Search code examples
stringlanguage-agnosticunicodeprogramming-languagesencoding

Is there a programming language with full and correct Unicode support?


Most programming languages have some support for Unicode, but all have some more or less documented corner cases, where things won't work correctly.


Examples

Java: reverse() in StringBuilder/StringBuffer work correctly. But length(), charAt(), etc. in String do not if a character needs more than 16bit to encode.

C#: Didn't find a correct reverse method, Length and indexed access return wrong results.

Perl: Same problem.

PHP: Does not have an idea of Unicode at all, mbstring has some better working replacements.


I wonder if there is a programming language, which has full and correct Unicode support? What compromises had to be made there to achieve such a thing?

  • More complex algorithms?
  • Higher memory consumption?
  • Slower performance?

How was it implemented internally?

  • Array of Ints, Linked Lists, etc.
  • Additional buffering

I saw that Python 3 had some pretty big changes in this area. How close is Python 3 now to a correct implementation?


Solution

  • Thought this is 10 years old question,...

    Yes. Swift does.

    • Basic string type String performs all character handling at Unicode "Grapheme Cluster" level. Therefore you are enforced to perform every text mutating operations in "Unicode-correct" manner at "human-perceived character" level.

    • The String type is abstracted data type and does not expose its internal representations, but it has interfaces to access Unicode Scalar Values and Unicode Code Units for all of UTF-8, UTF-16, UTF-32 encodings.

    • It also stores breadcrumbs to provide offset conversion between UTF-8 and UTF-16 in amortized O(1) time.

    • Character type also provide decomposition into Unicode Scalar Values.

    • Character type has multiple character classification methods that are based on Unicode semantics. For example, Character.isNewline returns true for all new-lines strings including LF,VT,FF,CR,CR-LF,NEL, ... that are defined in Unicode standard.

    • Though it's abstracted, Swift 5.x internally stores strings in UTF-8 encoded form by default.

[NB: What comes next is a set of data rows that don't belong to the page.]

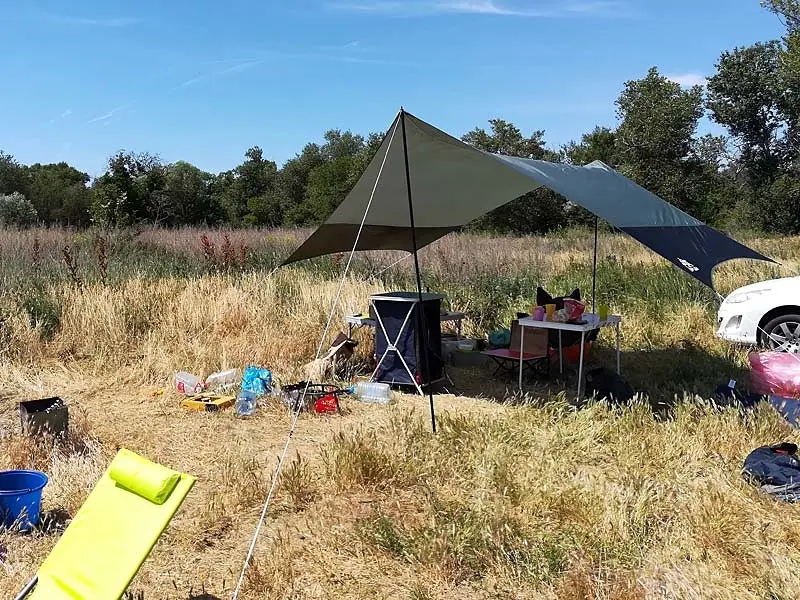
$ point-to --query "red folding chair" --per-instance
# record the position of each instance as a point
(535, 358)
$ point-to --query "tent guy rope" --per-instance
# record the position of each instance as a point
(296, 412)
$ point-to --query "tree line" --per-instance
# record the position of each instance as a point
(747, 178)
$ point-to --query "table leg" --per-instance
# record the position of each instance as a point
(521, 340)
(580, 368)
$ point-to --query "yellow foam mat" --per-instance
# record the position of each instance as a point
(106, 543)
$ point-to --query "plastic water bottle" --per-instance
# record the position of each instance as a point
(222, 380)
(372, 392)
(245, 404)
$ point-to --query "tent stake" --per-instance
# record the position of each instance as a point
(420, 321)
(594, 266)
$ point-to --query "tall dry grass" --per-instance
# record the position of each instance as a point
(537, 500)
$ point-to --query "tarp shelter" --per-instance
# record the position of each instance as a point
(452, 184)
(423, 184)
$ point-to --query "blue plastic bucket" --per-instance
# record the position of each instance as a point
(21, 498)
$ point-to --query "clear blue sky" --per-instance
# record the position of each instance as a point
(204, 80)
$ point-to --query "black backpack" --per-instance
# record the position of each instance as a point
(607, 385)
(775, 469)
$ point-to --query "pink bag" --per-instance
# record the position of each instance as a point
(574, 308)
(775, 373)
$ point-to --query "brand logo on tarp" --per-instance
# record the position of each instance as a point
(688, 266)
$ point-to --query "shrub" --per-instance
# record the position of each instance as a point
(17, 211)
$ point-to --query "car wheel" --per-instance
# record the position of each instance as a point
(782, 334)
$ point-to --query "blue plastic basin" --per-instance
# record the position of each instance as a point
(21, 498)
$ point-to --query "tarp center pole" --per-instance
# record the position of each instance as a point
(594, 265)
(422, 323)
(298, 406)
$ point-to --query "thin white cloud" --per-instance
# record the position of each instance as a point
(63, 115)
(239, 67)
(514, 8)
(688, 79)
(109, 114)
(93, 21)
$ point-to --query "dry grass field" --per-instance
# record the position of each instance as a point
(516, 496)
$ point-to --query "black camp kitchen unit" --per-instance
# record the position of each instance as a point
(401, 339)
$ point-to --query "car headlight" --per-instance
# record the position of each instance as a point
(740, 297)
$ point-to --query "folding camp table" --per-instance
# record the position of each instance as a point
(590, 323)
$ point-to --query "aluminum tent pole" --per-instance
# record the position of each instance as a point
(421, 320)
(594, 265)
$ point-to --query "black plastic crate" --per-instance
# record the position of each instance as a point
(48, 416)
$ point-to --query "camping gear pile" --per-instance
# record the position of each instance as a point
(775, 470)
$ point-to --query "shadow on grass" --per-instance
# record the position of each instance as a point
(665, 376)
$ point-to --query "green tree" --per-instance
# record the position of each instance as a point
(600, 144)
(132, 190)
(188, 195)
(749, 95)
(16, 211)
(343, 157)
(292, 183)
(655, 139)
(536, 212)
(248, 193)
(59, 193)
(12, 175)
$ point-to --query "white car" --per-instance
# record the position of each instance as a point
(765, 314)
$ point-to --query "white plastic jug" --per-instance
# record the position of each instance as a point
(188, 384)
(372, 392)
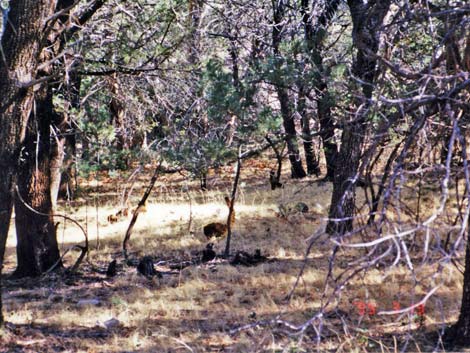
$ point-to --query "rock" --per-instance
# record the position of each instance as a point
(88, 302)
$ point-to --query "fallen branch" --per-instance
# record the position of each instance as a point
(140, 206)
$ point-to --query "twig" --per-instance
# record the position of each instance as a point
(232, 201)
(138, 209)
(84, 249)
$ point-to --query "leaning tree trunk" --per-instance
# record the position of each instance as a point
(315, 36)
(21, 44)
(37, 248)
(297, 170)
(311, 160)
(367, 23)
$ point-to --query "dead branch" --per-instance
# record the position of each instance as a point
(84, 249)
(138, 209)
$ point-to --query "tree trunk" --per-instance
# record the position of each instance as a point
(21, 44)
(37, 248)
(297, 170)
(315, 37)
(313, 166)
(367, 22)
(459, 333)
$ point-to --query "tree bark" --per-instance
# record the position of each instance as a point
(367, 22)
(22, 44)
(315, 37)
(287, 113)
(311, 160)
(37, 249)
(459, 333)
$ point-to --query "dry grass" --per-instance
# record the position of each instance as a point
(195, 309)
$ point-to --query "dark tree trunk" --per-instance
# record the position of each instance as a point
(37, 248)
(21, 45)
(297, 170)
(63, 149)
(327, 130)
(367, 22)
(311, 160)
(315, 37)
(459, 333)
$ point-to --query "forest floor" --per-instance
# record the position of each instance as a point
(217, 306)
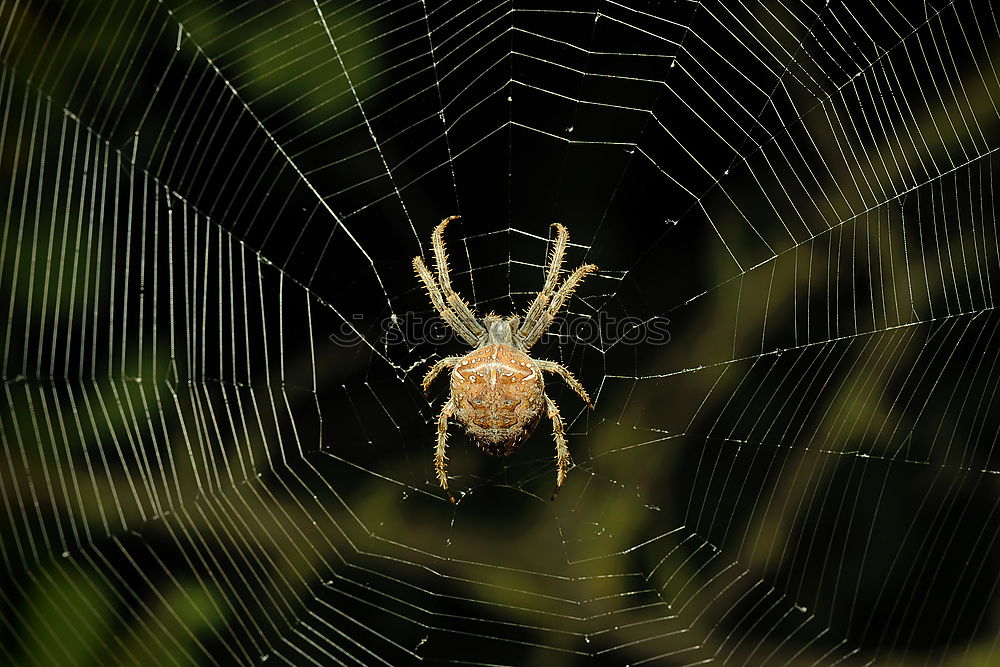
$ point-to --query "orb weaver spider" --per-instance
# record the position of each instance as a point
(497, 390)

It's possible to access them in strict O(1) time so you can use UTF-8 based functions without sacrificing performance.

    • "Unicode" in Swift covers "all" characters defined in Unicode standard and not limited to BMP.

    • String, Character and all of their derived view types like UTF8View, UTF16View, UnicodeScalarView conform BidirectionalCollection protocol, so you can iterate components bi-directionally in all supported segmentation levels. They all share same index type so indices obtained from one view can be used on another view if they points correct Grapheme Cluster boundaries.